Although full integration of hardware and software components is still required before the system can be considered commercially deployable, the trials have clearly demonstrated the feasibility of the approach and its potential to deliver scalable crowdsourced bathymetry.
Hardware
The data collector was developed by the Danish company Sternula and consists of a hardware interface that can listen to a ship’s NMEA network. The NMEA network connects ships sensors such as echo sounder and GNSS. The data collector also has a Raspberry Pi compute module installed which is used to run the MapFed model (Fig 2.).
Fig 2: Egde device installed aboard Dana.
First deployment (2023)
Fig 3. The track line of the first sea trial. Background Danish Depth Model v2
The system was first tested in the summer of 2023 on board the research vessel Dana IV (operated by DTU Aqua). During this trial, the data collector operated continuously and without failure for 37 days (Fig 3.). The collected CSB data proved immediately useful in validating two incoming but conflicting surveys of Skagerrak. In addition, the results were later incorporated into the second version of the Danish Depth Model (DDM) which was released in August 2024, demonstrating that cleaned CSB data provided better input than interpolated estimates. While the coverage was limited – approximately 8,500 grid cells (50 × 50 m), corresponding to ~21 km² – this represented a significant first step for DGA.
Second deployment (2024–2025)
Fig 4: Track line from second sea trial in 2024-2025. Background Danish Depth Model V2
A second, longer deployment took place between April 2024 and March 2025. Over this period, the system again proved robust and operating for nearly one year without intervention.

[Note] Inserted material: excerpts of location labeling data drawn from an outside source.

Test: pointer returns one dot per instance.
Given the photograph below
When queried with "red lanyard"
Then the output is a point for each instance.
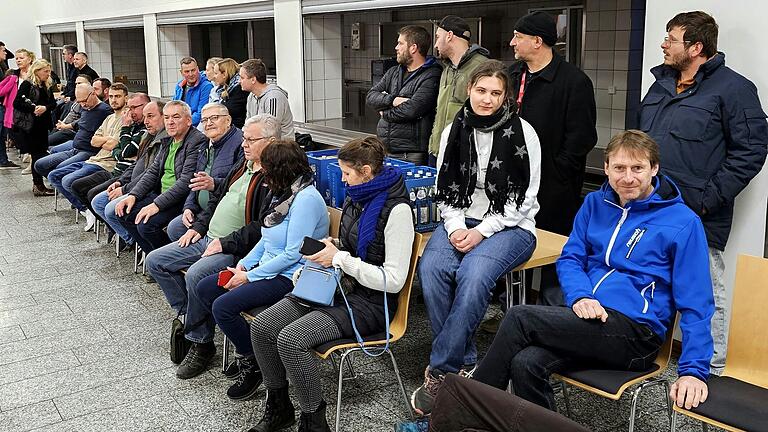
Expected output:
(520, 93)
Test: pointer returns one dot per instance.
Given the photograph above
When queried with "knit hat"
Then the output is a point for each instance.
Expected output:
(540, 24)
(457, 25)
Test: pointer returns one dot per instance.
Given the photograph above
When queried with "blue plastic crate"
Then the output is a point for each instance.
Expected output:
(421, 191)
(319, 161)
(336, 187)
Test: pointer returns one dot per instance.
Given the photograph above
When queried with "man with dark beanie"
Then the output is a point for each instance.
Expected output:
(558, 100)
(459, 58)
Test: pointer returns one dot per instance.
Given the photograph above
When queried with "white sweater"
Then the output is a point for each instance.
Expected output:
(398, 241)
(454, 218)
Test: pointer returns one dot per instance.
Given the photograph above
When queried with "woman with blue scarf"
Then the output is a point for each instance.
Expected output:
(376, 233)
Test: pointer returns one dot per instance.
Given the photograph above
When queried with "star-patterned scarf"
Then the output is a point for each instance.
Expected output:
(508, 172)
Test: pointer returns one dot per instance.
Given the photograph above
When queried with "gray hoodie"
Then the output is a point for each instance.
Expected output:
(273, 101)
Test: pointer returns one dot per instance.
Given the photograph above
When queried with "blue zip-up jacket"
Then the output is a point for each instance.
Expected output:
(196, 96)
(646, 260)
(227, 151)
(713, 139)
(277, 253)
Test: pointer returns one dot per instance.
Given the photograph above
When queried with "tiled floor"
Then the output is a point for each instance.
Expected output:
(83, 344)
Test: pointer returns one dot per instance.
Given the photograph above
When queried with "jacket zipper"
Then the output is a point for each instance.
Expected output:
(652, 286)
(624, 214)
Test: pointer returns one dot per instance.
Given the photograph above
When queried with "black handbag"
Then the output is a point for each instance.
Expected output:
(179, 344)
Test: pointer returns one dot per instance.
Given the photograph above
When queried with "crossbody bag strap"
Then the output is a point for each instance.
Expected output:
(360, 341)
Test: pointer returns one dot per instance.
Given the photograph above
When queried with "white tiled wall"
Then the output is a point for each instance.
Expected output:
(98, 46)
(129, 57)
(174, 45)
(322, 67)
(606, 61)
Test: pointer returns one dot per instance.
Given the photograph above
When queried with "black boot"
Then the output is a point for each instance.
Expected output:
(314, 422)
(248, 381)
(278, 413)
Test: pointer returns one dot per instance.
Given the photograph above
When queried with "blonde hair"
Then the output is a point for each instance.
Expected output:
(37, 66)
(229, 68)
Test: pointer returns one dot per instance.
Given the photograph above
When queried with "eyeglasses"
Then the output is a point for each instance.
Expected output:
(251, 141)
(669, 41)
(84, 100)
(213, 118)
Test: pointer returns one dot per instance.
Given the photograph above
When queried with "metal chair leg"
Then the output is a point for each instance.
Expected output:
(225, 355)
(338, 395)
(567, 400)
(402, 388)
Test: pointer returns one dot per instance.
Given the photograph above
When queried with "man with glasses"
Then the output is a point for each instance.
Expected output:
(558, 100)
(712, 132)
(213, 164)
(159, 195)
(131, 131)
(223, 232)
(93, 114)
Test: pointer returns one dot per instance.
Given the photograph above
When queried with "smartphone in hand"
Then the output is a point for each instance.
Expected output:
(224, 277)
(311, 246)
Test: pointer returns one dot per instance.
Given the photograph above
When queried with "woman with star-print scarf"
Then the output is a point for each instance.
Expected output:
(489, 169)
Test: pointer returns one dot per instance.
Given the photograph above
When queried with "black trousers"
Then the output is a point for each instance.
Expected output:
(150, 235)
(467, 405)
(85, 188)
(534, 342)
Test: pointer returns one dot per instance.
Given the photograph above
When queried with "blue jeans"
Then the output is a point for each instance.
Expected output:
(165, 265)
(3, 133)
(176, 229)
(106, 210)
(58, 148)
(457, 288)
(62, 178)
(45, 165)
(208, 302)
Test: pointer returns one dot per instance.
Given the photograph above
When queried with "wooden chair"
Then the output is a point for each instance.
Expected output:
(612, 384)
(345, 347)
(738, 399)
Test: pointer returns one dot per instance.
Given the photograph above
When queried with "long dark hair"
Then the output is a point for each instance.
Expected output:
(283, 161)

During this test, depth data from large areas of the North Sea was collected which has potential to be used in future versions of the DDM.
Data Assessment
To assess MapFed’s performance, data from this second deployment was manually cleaned by a hydrographic expert and compared against the model’s output. The comparison showed strong agreement between the MapFed model and expert judgment (on over 85% of the records) even though the model had to be trained on the public DDM with only 50 meter resolution and depth values of varying reliability (ranging from high-quality multibeam surveys to interpolated estimates from historical lead-line measurements. To avoid propagating uncertainty, interpolated values were excluded during training, which resulted in gaps in areas where no suitable reference data existed.) Unsurprisingly, MapFed struggled most in areas with lower DDM reliability since the absence of reliable training data led to misclassifications.